The Five Pillars of a Mature Network Defence
segmentation
1. Network Segmentation
Separates environments, business units, or trust zones using VLANs, routing rules, and internal firewalls. Effective segmentation is not limited to the perimeter or DMZ, it should extend inside the network to control East–West traffic as well. This forces flows through monitored choke points where inspection tools can operate effectively, and makes encrypted traffic inspection more practical by concentrating it at a few high value junctions.
2. Microsegmentation
Adds fine grained policy at the workload or application level, often enforced by host based firewalls or software defined networking. Restricts communication to only what is explicitly needed. Even if you cannot deploy commercial platforms such as Illumio, Guardicore, or Cisco Tetration, you can start by applying host based firewall rules to critical infrastructure. When combined with network segmentation, this significantly reduces the paths an attacker can take and improves the accuracy of monitoring.
3. Intrusion Detection and Prevention Systems (IDPS) and Network Detection and Response (NDR)
IDPS actively monitors for malicious patterns and policy violations, blocking or alerting on suspicious traffic. NDR provides behavioural monitoring of East–West traffic, detecting suspicious connections, data transfers, and covert channels such as DNS tunnelling. Where legally and operationally possible, intercepting SSL/TLS traffic at these inspection points can reveal threats that would otherwise be hidden inside encrypted sessions. Both are most effective when positioned at segmentation points where malicious flows are easier to identify.

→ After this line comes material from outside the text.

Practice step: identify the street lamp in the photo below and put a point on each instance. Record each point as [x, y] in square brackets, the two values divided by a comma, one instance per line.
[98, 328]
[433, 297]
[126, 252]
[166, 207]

4. Traffic Access and Retention
Ensure network taps, span ports, and log storage are in place so NDR, IDPS, and SIEM have sustained access to meaningful network data such as DNS query and response logs, DHCP logs, SSL/TLS handshake metadata, HTTP header logs, and NetFlow or IPFIX session records. Full packet capture can be valuable for targeted investigations but is rarely practical for sustained monitoring. Without complete feeds or adequate retention, long term or slow burn intrusions such as data exfiltration hidden in DNS tunnelling or beaconing over HTTPS can go unnoticed.
5. Security Information and Event Management (SIEM) with Baseline and Anomaly Detection
Aggregates and correlates data from IDPS, NDR, firewalls, VPN gateways, identity systems, and cloud services into a single view. Without segmentation it can still operate, but it will be buried in background noise. With segmentation, the signal is cleaner and anomalies stand out faster. A mature SIEM practice establishes and tunes behavioural baselines for normal traffic patterns, authentication behaviour, and service usage. This way, deviations such as unusual login times, protocol use in unexpected segments, or a sudden spike in data leaving a trusted service become visible even when wrapped in trusted protocols or otherwise routine looking traffic.
Final Takeaway
Internal network visibility is not just a technical luxury. It is what turns a breach from a months long covert operation into a short lived incident. Campaigns like Salt Typhoon and APT40 show that once attackers are inside, they count on our lack of segmentation, sparse inspection points, and shallow baselines to move quietly.
Most teams face budget constraints, competing priorities, and operational realities that make it hard to deploy every control at once. Start where you can, build gradually, and focus on the areas that give you the clearest line of sight. The goal is to steadily reduce the space attackers can hide in and make the rest of it brightly lit.